From then on the problems have compounded, and just as they had begun to see the light at the end of the tunnel, the market wiped out all the effort again. “2022 is the UN year of glass, a choice made precisely to breathe life into the entire glass supply chain. How is it possible that the island of Murano, the home of glass, is forced to see its furnaces close one after the other?” asks the daughter of the glass master who worked with Vedova, Pomodoro and Jeff Koons.

In recent days Gianni De Checchi of Confartigianato announced that support from the Government should arrive soon, but for the furnaces that must pay the bills now, there is no more time.

Signoretto’s grandson, Martino, is 31 years old. After attending liceo artistico he followed in the footsteps of his grandfather, but inspiration, skill and technique are not enough now.

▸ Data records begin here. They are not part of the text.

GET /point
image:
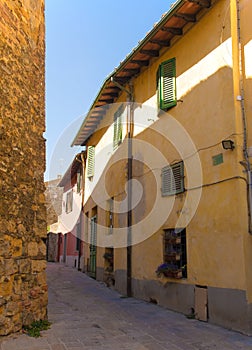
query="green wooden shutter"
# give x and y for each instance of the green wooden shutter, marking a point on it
(78, 182)
(91, 161)
(173, 179)
(117, 137)
(167, 84)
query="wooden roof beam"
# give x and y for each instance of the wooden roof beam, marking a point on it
(186, 17)
(141, 63)
(152, 53)
(110, 94)
(160, 42)
(202, 3)
(131, 70)
(122, 80)
(107, 100)
(173, 30)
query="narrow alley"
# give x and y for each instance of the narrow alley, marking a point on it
(85, 314)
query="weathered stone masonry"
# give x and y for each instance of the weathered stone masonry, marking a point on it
(23, 289)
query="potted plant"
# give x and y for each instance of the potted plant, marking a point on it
(169, 270)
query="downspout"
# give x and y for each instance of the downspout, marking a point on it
(244, 119)
(130, 133)
(82, 160)
(130, 123)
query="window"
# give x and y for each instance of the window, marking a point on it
(90, 161)
(166, 84)
(69, 202)
(78, 237)
(111, 215)
(78, 181)
(117, 138)
(172, 177)
(175, 250)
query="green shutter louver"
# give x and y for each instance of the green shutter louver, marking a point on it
(117, 137)
(173, 179)
(167, 84)
(90, 161)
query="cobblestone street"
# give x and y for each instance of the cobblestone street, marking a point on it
(85, 314)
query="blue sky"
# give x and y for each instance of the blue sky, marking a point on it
(85, 41)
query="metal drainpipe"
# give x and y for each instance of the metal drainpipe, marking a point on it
(244, 121)
(83, 165)
(130, 133)
(130, 123)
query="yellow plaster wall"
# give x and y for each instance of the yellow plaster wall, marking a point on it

The two furnaces with the melting crucibles, plus the third for reheating have been shut down for now, in the hope that they can reopen as soon as the situation allows a minimum of stability for the business.

the legal decree 541 is currently being converted into a law that provides a tax credit of 15% of the costs incurred by businesses that will be able to deduct it from tax payments. Furthermore, the Budget Law has set aside 3 million Euro for glass that Confartigianato has asked to be managed by Veneto Sviluppo.

Finally, De Checci has requested an appointment with regional assessor Roberto Marcato to ask for further assistance for the businesses because the market is now again bad for everyone.